RIO DE JANEIRO (CBSNewYork/AP) — Ryan Lochte was tired of sitting around his room in the Olympic athletes’ village and watching his U.S. teammates in the pool.
He was raring to get racing.
MORE: Medal Count
Lochte competed for the first time in the Rio Games on Tuesday, anchoring the Americans’ 4×200-meter freestyle relay in the preliminary heats. Clark Smith, Jack Conger and Gunnar Bentz joined Lochte to get the U.S. into the final with the second fastest time of 7 minutes, 6.74 seconds.
Britain’s quartet of Stephen Milne, Robbie Renwick, Dan Wallace and Duncan Scott had the top time of 7:06.31.

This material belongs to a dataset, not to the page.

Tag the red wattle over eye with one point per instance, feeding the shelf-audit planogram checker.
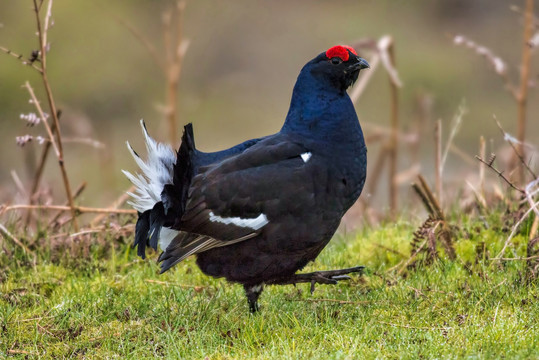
(340, 51)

The Russians are a medal threat for the night final, qualifying third in 7:06.81.
Besides the relay, Lochte’s only other event in Rio is the 200 individual medley, where he and teammate Michael Phelps resume their longtime rivalry.
“It was rough because I love racing,” he said of waiting until Day Four of competition. “Sitting back in my room and just watching finals, I was like, ‘Man, I can’t wait until it’s my time.’ Now it’s ours and I think we’re just going to keep the ball rolling from what we’ve done the last two days.”
In Lochte’s absence, the Americans have won 15 medals, including four golds.
“Everything they did, especially last night, really got me going,” he said. “We were definitely pumped up for this morning.”
The biggest surprise of the preliminaries was Daniel Gyurta’s failure to advance in the 200 breaststroke. He won’t defend his Olympic title from four years ago after finishing 17th. He fell two-hundredths of a second short of a spot in the semifinals. The top qualifier was Anton Chupkov of Russia in 2:07.93. His teammate, Ilya Khomenko, also advanced as did Americans Kevin Cordes and Josh Prenot.
American Nathan Adrian has some work to do in the 100 freestyle. The defending Olympic champion grabbed the 16th and last qualifying spot for the semifinals with a time of 48.58 seconds. He was 0.68 seconds behind top qualifier Kyle Chalmers of Australia, who was timed in 47.90.
“I just didn’t know it was going to be that close,” Adrian said. “I’m impressed how far the world has come. That was certainly safe four years ago. Just got to be that much more sharp through all the heats, semis and finals these days.”
The other American, Caeleb Dressel, was second fastest in 47.91. Also moving into the semis was Santo Condorelli of Canada and Vladimir Morozov, one of the Russian swimmers initially banned from the Rio Games.
In the women’s 200 butterfly, Mireia Belmonte Garcia of Spain was the fastest qualifier in 2:06.64. She earned bronze in the 400 IM last weekend.
U.S. teammates Hali Flickinger and Cammile Adams tied for the second-fastest time of 2:06.67 while swimming in different heats.